Trafigura has signed a US$400mn loan with a syndicate of Middle East banks, showing increasing interest for commodity financing in the region.
The 12-month revolving borrowing base facility, signed at the end of August, was arranged by BNP Paribas and involved 11 Middle East banks, including Arab Petroleum Investments Corp (Apicorp), Commercial Bank of Qatar, Mashreq Bank, First Gulf Bank, Bank of Bahrain and Kuwait, Gulf International Bank Bahrain, Abu Dhabi Commercial Bank, Ahli United Bank, Doha Bank, Arab Bank and Union National Bank, Trafigura confirms to GTR.
The trading house adds that the involvement of Arab banks is not so much linked to a shortage of credit in Europe as a long-term strategy of financing diversification.

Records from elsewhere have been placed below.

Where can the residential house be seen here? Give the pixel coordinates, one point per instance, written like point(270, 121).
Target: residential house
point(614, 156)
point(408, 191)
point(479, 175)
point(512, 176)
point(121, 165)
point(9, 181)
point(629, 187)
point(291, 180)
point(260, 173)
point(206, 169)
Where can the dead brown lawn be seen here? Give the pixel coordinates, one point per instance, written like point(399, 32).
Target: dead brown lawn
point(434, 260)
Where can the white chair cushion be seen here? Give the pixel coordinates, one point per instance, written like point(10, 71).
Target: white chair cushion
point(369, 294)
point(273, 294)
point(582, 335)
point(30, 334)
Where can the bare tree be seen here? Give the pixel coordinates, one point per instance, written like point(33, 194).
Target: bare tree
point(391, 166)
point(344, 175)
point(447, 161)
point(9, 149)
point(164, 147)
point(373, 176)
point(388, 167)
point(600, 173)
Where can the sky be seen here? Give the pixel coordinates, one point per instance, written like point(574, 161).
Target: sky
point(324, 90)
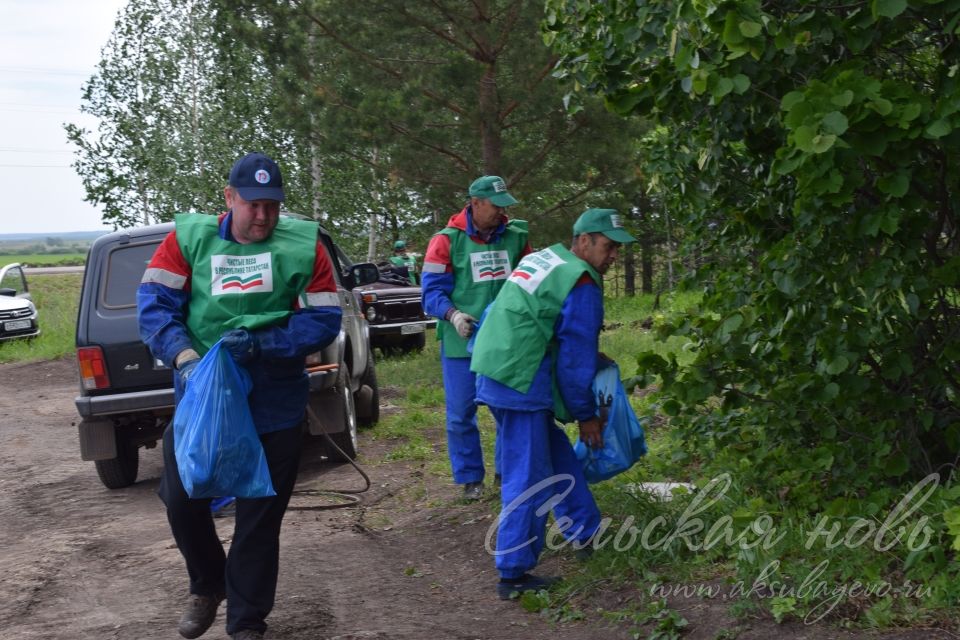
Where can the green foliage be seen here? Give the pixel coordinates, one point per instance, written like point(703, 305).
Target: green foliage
point(809, 154)
point(56, 298)
point(424, 97)
point(880, 557)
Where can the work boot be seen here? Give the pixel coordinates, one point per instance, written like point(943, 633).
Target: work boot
point(200, 613)
point(527, 582)
point(472, 490)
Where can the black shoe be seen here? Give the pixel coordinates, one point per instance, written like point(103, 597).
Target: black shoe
point(473, 491)
point(200, 613)
point(527, 582)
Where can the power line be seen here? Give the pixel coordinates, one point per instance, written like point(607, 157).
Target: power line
point(15, 150)
point(36, 166)
point(44, 70)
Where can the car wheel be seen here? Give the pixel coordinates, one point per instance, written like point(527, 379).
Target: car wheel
point(415, 342)
point(371, 413)
point(347, 438)
point(119, 472)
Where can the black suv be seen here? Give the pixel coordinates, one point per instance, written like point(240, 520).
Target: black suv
point(126, 395)
point(393, 310)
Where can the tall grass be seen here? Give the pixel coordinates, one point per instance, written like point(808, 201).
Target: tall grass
point(56, 298)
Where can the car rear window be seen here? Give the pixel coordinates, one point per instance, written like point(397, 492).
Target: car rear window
point(124, 270)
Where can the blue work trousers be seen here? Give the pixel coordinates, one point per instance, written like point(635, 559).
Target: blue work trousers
point(463, 436)
point(536, 451)
point(248, 574)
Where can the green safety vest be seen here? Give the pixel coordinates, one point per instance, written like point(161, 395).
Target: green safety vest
point(479, 271)
point(409, 262)
point(518, 329)
point(235, 285)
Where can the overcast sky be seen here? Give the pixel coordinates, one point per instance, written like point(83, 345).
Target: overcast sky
point(48, 49)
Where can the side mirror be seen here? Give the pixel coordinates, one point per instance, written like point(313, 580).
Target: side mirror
point(363, 273)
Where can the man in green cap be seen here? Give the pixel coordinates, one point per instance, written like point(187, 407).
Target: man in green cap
point(403, 260)
point(464, 268)
point(535, 357)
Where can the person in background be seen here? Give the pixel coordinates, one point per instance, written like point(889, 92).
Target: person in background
point(535, 357)
point(265, 285)
point(401, 259)
point(464, 268)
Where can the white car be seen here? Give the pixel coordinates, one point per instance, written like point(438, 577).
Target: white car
point(18, 315)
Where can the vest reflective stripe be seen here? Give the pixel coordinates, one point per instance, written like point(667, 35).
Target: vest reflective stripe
point(236, 285)
point(322, 299)
point(479, 272)
point(164, 277)
point(519, 328)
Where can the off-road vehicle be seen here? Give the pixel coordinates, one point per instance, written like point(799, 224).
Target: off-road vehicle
point(126, 395)
point(393, 309)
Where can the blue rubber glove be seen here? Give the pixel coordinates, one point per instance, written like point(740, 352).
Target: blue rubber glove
point(186, 369)
point(242, 345)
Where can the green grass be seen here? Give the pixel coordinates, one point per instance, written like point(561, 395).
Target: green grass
point(46, 259)
point(56, 298)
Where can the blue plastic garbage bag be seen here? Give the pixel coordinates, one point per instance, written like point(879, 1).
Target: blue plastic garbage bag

“We’re delighted to have completed the renewal of our annual US$400m borrowing base credit facility with a number of banks in the Middle East,” says Christophe Salmon, Trafigura’s chief financial officer Emea. “The facility will finance our local inventories and shows our continued commitment to the region.”
However, market sources believe this deal is evidence of a growing interest for commodity financing in the Middle East, as European banks’ lower access to US dollars has left a gap in the sector.
Stephen Holden, vice-president, head of international business at First Gulf Bank, tells GTR: “There’s undoubtedly been a pullback from some of the European banks, which has been an opportunity for other banks and encouraged companies to look at new banks as well.”
The bank, which has offices in the UAE and in Singapore and does a lot of business with Trafigura, has registered a rise in demand for commodity financing, and Holden adds that competition has also increased between banks in the Middle East.
“A number of the major trading houses are important clients of ours and we’ve seen an increase in business with them, both in Singapore and in the UAE. We’ve seen a lot of uptake in competition from our regional neighbours in the Middle East.”
He believes that this trend is likely to grow in the future, influenced not only by the gap left by traditional financiers, but also by the price of oil. “If the price of oil goes up, your financing requirements are greater for the same volume of oil, so as a result, the number of banks they deal with may also be determined by the price of oil.”